Mr Richard Caborn (Minister of State (Sport and Tourism), Department for Culture, Media & Sport; Sheffield Central, Labour)
In light of that, I will put on record the Government's response to all three amendments. May I reassure the hon. Gentleman that when we return with further amendments on proliferation and with more information to hand, there will be opportunities to discuss regeneration?
Clause 150 refers to making an application to a licensing authority for a premises licence. Amendment No. 35 relates to subsection (3). Subsection (3)(a) provides that a person who has been issued with an operating licence by the gambling commission may apply for a premises licence. Subsection (3)(b) enables a person who has applied to the commission for an operating licence, but has not yet had the application determined, to apply for a premises licence. The intention behind subsection (3)(b) is to reduce the amount of time between operating and premises licences being granted. Where an application is made under subsection (3)(b), the premises licence will not be issued to the applicant until an operating licence has been granted by the gambling commission.
Amendment No. 42 would allow people who had not been approved by the gambling commission to be granted a premises licence. The Bill allows people who have made an application for an operating licence also to make applications for a premises licence before the operating licence is granted, but it is important that the gambling commission approves the operating licence before the premises licence is granted. Only the commission can check that the operator is suitable, competent and that his operation is crime-free and competent. The Bill gives the commission extensive powers to do that job, and I am sure that the hon. Gentleman would not wish to weaken that process.
Amendment No. 2 would put a requirement on an applicant for a regional casino premises licence to demonstrate that substantial regeneration benefits will result from his proposals. The Government cannot agree to that amendment for four reasons. First, it would confuse planning and regulation. It is for the planning system to control where regional casinos should be strategically located. Regional planning and local authorities will take account of regeneration benefits when drawing up their plans and considering individual permissions.
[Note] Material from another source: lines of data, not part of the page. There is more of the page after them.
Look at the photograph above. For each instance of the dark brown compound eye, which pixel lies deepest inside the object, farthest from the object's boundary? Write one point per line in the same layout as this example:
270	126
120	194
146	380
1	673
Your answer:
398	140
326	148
Secondly, decisions on gambling premises licences should be made under clause 1 licensing objectives, to ensure effective regulation. We do not want to confuse regeneration with public protection in this Bill. We deliver protection; the planning process delivers regeneration. Thirdly, it is difficult to imagine how substantial regeneration benefits could be defined, or who would do it, other than under the planning system. The amendment is bound to lead to recourse to the courts in most if not all cases.